Kibum babama sarıldığında abim arkasını döndü. Ben de Luhan babamla birlikte mutfağa gittim. İkisi her zaman böyleydi. Kibum'un Jongin babama ayrı bir zaafı vardı. Onun idolüydü o ve sevgisini göstermeyi çok severdi.
"Kardeşlerin kahvaltı etti oğlum. İstersen sana bir sandviç yapayım."
"Evet, olabilir. Baba bu arada sana bir şey söylemem gerek."
"Söyle bakalım."
"Biraz para verir misin?"
"Ne için?"
"Bugün okul çıkışı Minho'yla birlikte dolaşacağız. Hem proje ödevimiz hakkında konuşacağız hem de şey.. Manga almak istiyoruz. O da Kyung Soo amcadan isteyecek. Biliyorsun ortak alıyoruz ve birlikte okuyoruz."
"Pekala, al bakalım. Ama önümüzdeki haftaya kadar manga almak yok."
"Söz veriyorum."
Paramı ve sandviçimi alıp salona döndüm. Kibum süslenmeyi nihayet bitirdiği için çıkabilecektik. Tabi abimle ikisinin saçma sapan tartışmalarını duymazdan gelmem gerekiyordu.
Kapıdan çıktığımızda diğerlerinin çoktan gelmiş olduğunu gördük. Son lokmayı da ağzıma atıp yanlarına koştum. Minho normalden daha sessizdi. Kolumu omzuna atıp kendime çektim. Her zamanki gibi şakalaşan iki kardeşi oynuyorduk.
Bazen okula gittiğimizde sırayla hepimizin sınıflarına gider çantalarımızı bırakırdık. Çünkü her sınıfın birer şubesi aynı katta olurdu ve hepimizinki de aynı kata denk gelmişti. Aslında Jonghyun abi ve abimin sınıfı bir üst kattaydı ama Yifan amca sayesinde bir düzenleme yapılarak bu hale getirilmişti.

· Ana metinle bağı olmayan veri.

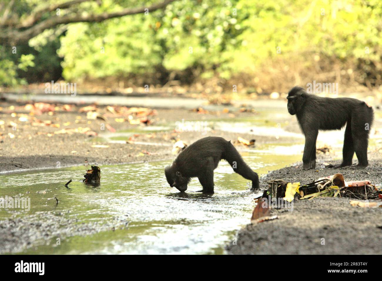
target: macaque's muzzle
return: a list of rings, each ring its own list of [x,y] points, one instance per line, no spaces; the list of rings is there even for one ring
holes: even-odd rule
[[[187,185],[181,185],[180,187],[176,186],[175,187],[176,187],[176,189],[181,192],[184,192],[187,190]]]

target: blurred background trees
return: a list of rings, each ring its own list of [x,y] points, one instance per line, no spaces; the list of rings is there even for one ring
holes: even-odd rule
[[[11,2],[0,6],[3,85],[60,78],[137,86],[214,79],[227,88],[240,84],[261,93],[313,80],[382,84],[380,0],[178,0],[148,13],[57,24],[14,44],[10,32],[27,29],[16,28],[36,11],[45,11],[38,23],[161,2],[77,1],[57,15],[47,5],[67,0],[20,0],[5,17]]]

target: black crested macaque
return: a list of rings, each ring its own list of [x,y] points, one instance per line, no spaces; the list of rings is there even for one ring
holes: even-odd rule
[[[171,166],[165,169],[167,182],[180,191],[187,190],[192,177],[197,177],[203,187],[202,192],[214,193],[214,170],[224,159],[235,172],[252,181],[251,190],[259,188],[259,176],[243,160],[229,141],[223,138],[208,136],[201,138],[186,148]]]
[[[288,110],[296,115],[305,136],[303,169],[316,167],[316,143],[318,131],[340,130],[346,124],[342,149],[342,162],[335,166],[351,166],[354,152],[358,165],[363,169],[367,161],[369,130],[374,119],[373,109],[364,102],[350,97],[322,97],[308,94],[295,86],[288,93]]]

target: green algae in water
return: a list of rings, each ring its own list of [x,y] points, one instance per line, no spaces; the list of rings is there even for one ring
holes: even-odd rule
[[[241,154],[260,175],[301,157]],[[1,210],[0,219],[21,217],[49,223],[52,216],[59,216],[74,220],[77,226],[92,226],[96,232],[62,227],[59,236],[51,236],[47,242],[31,241],[19,253],[223,253],[235,231],[249,223],[253,198],[259,193],[249,192],[251,183],[224,161],[215,171],[214,195],[195,192],[201,189],[196,179],[186,192],[179,192],[164,175],[165,166],[171,162],[101,166],[101,185],[96,188],[79,181],[87,167],[0,175],[0,196],[18,195],[31,200],[29,212]],[[73,181],[67,188],[64,185],[70,179]],[[58,205],[47,203],[55,197]],[[106,229],[100,227],[104,224]]]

Kardeşlerimizin sınıfına girdik. Woohyun'u da görünce bize gelmeyeceklerini söylediler. Biz de daha uzun süre yalnız kalabilmek için abimle Jonghyun abinin Chanhyun ve Joonmyeon'u sınıflarına götürmesini söyledik. Zaten Jonghyun abi, tüm okul ilişkilerini bildiği için çekinmeden o sırasına oturana kadar yanında bekliyordu.
Sınıfa girdiğimizde Minho koşarak sıraya gitti. Nadiren de olsa köşede oturmak için bunu yapardı. Peşinden gittiğimde sırada duran kağıdı fark ettim.